Чернила меланхолии - Жан Старобинский
Шрифт:
Интервал:
Закладка:
После пробела, во второй части стихотворения, Бодлер снова прибегает к сравнению, создающему эффект превышения и разрастания. На сей раз сопоставление производится с помощью глагола («сравнится»), а невозможность превышения обозначена словом «ничто» («ничто не сравнится»). А речь идет не о чем ином, как о продолжительности! Первоначальный субъект, «я» из первой строки и то «я», которое отождествлялось с кладбищем, исчезли. Это отмечали многие комментаторы. Однако вступление этого второго голоса не отменяет скрытого присутствия особого структурообразующего мотива – мотива гнетущего избытка; на сей раз это не избыток воспоминаний лирического героя, но избыток «колченогих дней», продолжительность которых не имеет себе равных.
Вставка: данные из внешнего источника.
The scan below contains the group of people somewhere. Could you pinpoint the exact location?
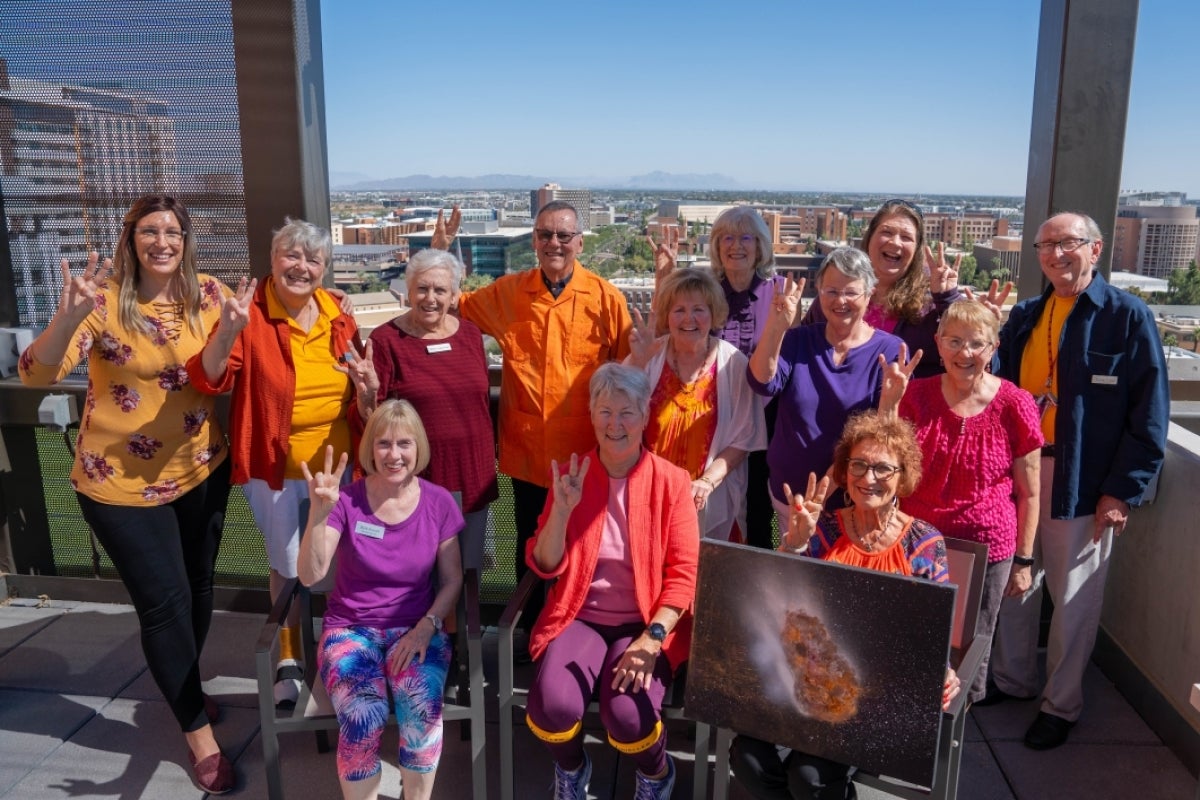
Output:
[20,196,1168,799]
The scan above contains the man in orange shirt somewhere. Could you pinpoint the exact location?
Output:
[451,200,631,621]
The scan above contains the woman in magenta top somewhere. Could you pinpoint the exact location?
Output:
[881,300,1043,702]
[371,249,499,567]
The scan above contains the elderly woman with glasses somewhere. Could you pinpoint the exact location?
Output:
[526,362,700,800]
[804,200,964,378]
[630,269,767,541]
[749,247,904,530]
[370,248,498,569]
[650,206,784,548]
[187,219,378,706]
[730,411,960,800]
[880,300,1043,703]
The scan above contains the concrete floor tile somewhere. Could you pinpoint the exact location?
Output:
[0,603,145,697]
[994,740,1196,800]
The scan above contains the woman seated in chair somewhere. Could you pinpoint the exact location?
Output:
[730,413,960,800]
[298,399,463,800]
[526,363,700,800]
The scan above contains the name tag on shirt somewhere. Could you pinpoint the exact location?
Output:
[354,519,383,539]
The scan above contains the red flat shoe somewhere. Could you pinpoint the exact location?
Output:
[204,694,221,724]
[187,751,234,794]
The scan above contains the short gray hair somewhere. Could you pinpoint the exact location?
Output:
[588,361,650,416]
[708,205,775,278]
[816,247,878,294]
[404,247,467,294]
[271,217,334,267]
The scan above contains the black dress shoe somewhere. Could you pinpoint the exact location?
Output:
[1025,711,1075,750]
[972,686,1036,705]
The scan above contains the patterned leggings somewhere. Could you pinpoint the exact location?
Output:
[317,625,450,781]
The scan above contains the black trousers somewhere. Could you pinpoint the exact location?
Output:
[76,458,229,732]
[512,477,550,631]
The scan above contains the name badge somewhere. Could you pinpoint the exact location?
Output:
[354,519,383,539]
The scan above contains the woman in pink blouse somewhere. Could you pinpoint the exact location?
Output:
[371,249,498,569]
[880,300,1043,703]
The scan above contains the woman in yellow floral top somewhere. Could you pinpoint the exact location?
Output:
[20,196,234,794]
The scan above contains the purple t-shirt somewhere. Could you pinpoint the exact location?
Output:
[746,323,901,503]
[325,479,463,627]
[716,273,784,359]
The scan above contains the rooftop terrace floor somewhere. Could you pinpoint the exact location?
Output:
[0,599,1196,800]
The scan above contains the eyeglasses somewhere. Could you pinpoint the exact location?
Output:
[941,336,991,355]
[880,197,925,224]
[133,228,186,245]
[846,458,904,481]
[1033,239,1092,253]
[821,289,866,302]
[533,228,580,245]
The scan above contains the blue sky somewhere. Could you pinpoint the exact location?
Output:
[322,0,1200,197]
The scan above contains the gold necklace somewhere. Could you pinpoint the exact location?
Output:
[846,499,899,553]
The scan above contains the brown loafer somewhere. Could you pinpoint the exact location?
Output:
[187,751,234,794]
[204,694,221,724]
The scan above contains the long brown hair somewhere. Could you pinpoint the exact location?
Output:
[863,200,930,323]
[113,194,205,336]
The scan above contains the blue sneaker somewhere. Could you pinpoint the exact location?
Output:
[554,753,592,800]
[634,756,674,800]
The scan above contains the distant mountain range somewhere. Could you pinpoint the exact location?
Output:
[329,172,742,192]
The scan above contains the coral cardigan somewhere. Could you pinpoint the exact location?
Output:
[526,450,700,669]
[187,278,362,491]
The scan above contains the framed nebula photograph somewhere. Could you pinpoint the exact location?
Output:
[684,540,955,787]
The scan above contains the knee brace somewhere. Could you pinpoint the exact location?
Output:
[608,720,662,756]
[526,714,583,745]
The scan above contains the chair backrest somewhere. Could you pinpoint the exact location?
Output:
[946,536,988,650]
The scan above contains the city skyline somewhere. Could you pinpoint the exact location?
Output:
[322,0,1200,198]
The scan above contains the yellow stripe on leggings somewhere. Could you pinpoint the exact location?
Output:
[609,720,662,756]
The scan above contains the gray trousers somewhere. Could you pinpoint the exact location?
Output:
[991,458,1112,721]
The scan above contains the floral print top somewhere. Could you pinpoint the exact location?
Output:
[18,275,229,506]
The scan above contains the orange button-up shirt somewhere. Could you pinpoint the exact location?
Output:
[458,261,631,486]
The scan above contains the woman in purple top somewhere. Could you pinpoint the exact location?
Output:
[804,200,962,378]
[298,401,463,800]
[880,300,1043,703]
[650,205,784,549]
[371,248,499,569]
[748,247,902,531]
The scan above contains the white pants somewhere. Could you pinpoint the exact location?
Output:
[991,458,1112,721]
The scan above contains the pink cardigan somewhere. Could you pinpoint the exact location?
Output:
[526,450,700,669]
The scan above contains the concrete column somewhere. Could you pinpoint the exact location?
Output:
[1018,0,1138,297]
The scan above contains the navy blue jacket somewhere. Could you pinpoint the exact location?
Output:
[998,272,1171,519]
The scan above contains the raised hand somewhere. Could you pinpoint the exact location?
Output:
[770,272,806,327]
[300,445,350,517]
[550,453,592,512]
[334,339,379,400]
[966,278,1013,319]
[779,473,830,552]
[646,225,679,285]
[430,203,462,249]
[220,277,258,337]
[58,251,113,325]
[925,242,962,293]
[878,344,925,415]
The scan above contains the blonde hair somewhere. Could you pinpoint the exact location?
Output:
[359,399,430,475]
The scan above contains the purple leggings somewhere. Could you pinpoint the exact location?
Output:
[526,620,671,775]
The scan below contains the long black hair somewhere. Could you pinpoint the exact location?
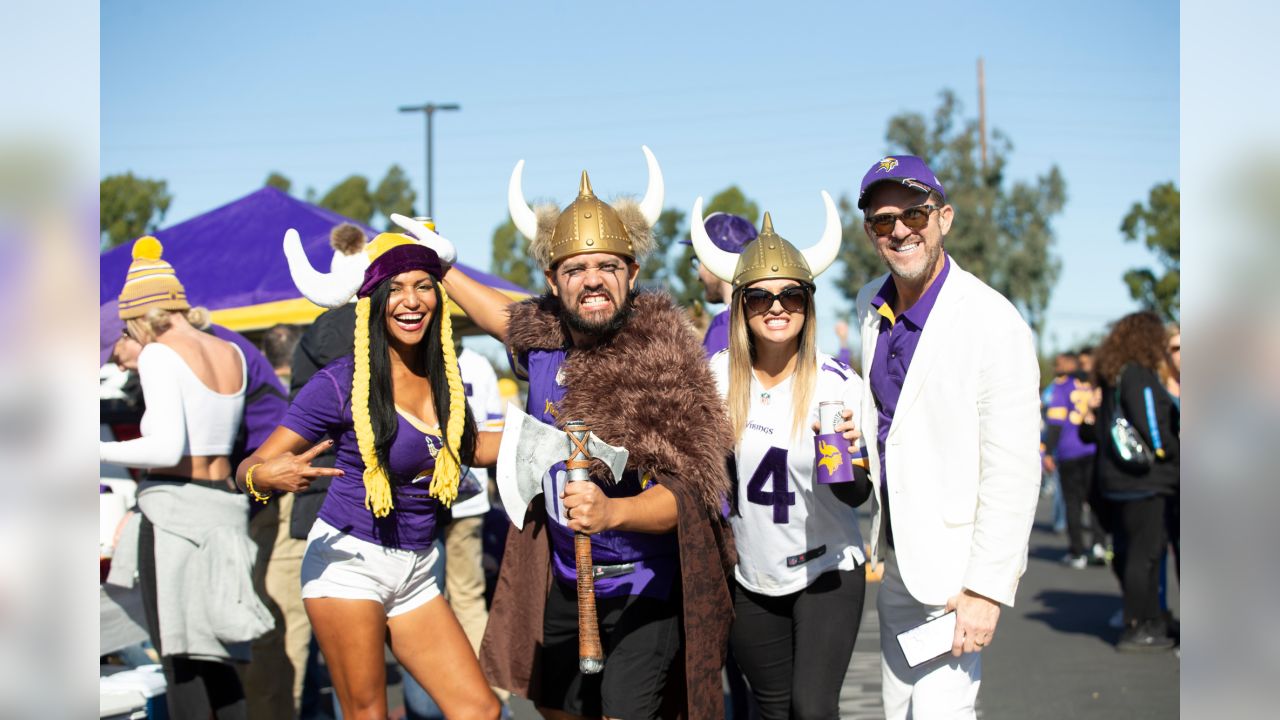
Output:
[369,278,476,484]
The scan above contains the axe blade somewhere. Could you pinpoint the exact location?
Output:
[586,433,631,483]
[497,404,564,530]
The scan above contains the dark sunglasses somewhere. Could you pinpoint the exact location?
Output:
[742,284,809,315]
[867,204,942,234]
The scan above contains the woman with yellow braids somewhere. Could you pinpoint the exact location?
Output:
[236,229,499,719]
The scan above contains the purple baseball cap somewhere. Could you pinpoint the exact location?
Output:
[858,155,947,210]
[680,213,759,252]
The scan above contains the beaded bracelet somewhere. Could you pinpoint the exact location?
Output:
[244,462,271,505]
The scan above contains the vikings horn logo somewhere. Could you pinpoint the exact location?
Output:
[818,439,840,478]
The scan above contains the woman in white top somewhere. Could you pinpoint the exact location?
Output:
[691,192,870,719]
[100,237,256,719]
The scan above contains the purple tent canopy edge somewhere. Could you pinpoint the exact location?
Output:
[99,187,529,310]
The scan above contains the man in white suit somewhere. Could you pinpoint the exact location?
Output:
[855,155,1041,720]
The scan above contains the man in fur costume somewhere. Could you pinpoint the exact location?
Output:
[397,147,733,720]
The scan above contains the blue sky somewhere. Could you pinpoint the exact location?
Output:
[101,0,1179,350]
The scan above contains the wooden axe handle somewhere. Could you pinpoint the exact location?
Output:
[573,533,604,675]
[564,420,604,675]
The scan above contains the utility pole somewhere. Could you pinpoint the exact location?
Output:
[978,56,987,172]
[401,102,462,218]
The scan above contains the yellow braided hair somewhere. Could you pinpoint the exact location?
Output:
[351,297,391,518]
[428,282,467,507]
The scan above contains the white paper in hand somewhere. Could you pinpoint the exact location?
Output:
[897,610,956,667]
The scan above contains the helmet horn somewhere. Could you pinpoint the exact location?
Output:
[800,190,844,278]
[284,228,365,307]
[507,160,538,242]
[640,145,667,227]
[689,195,739,283]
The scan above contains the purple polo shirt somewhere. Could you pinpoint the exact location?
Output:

Достойна восхищения имплицитная перекличка абсолютного неравенства («ничто не сравнится») с неравенством относительным, к которому отсылает эпитет «колченогие» («колченогих дней»), подразумевающий разом и медлительность, и увечность (хромоту)[670]. В следующей рифмопаре разрастание выражается прежде всего на уровне лексики, поскольку дни (journées) сменяются годами (années). Теперь угнетает не только «продолжительность», но и тяжесть («тяжелые хлопья снега»). А разрастается на сей раз «скука», которая доходит до «бессмертия» (подхватывающего и превышающего «тысячу лет», упомянутую в первом стихе). Словно для того, чтобы усилить эффект разрастания, недвусмысленно выраженного на семантическом уровне, Бодлер впервые включает в стихотворение слова из четырех (proportions [пропорции], insoucieux [беззаботный]), пяти (immortalité [бессмертие]) и шести (incuriosité [нелюбознательность]) слогов, причем трехкратная диереза очень эффективно способствует удлинению означающего.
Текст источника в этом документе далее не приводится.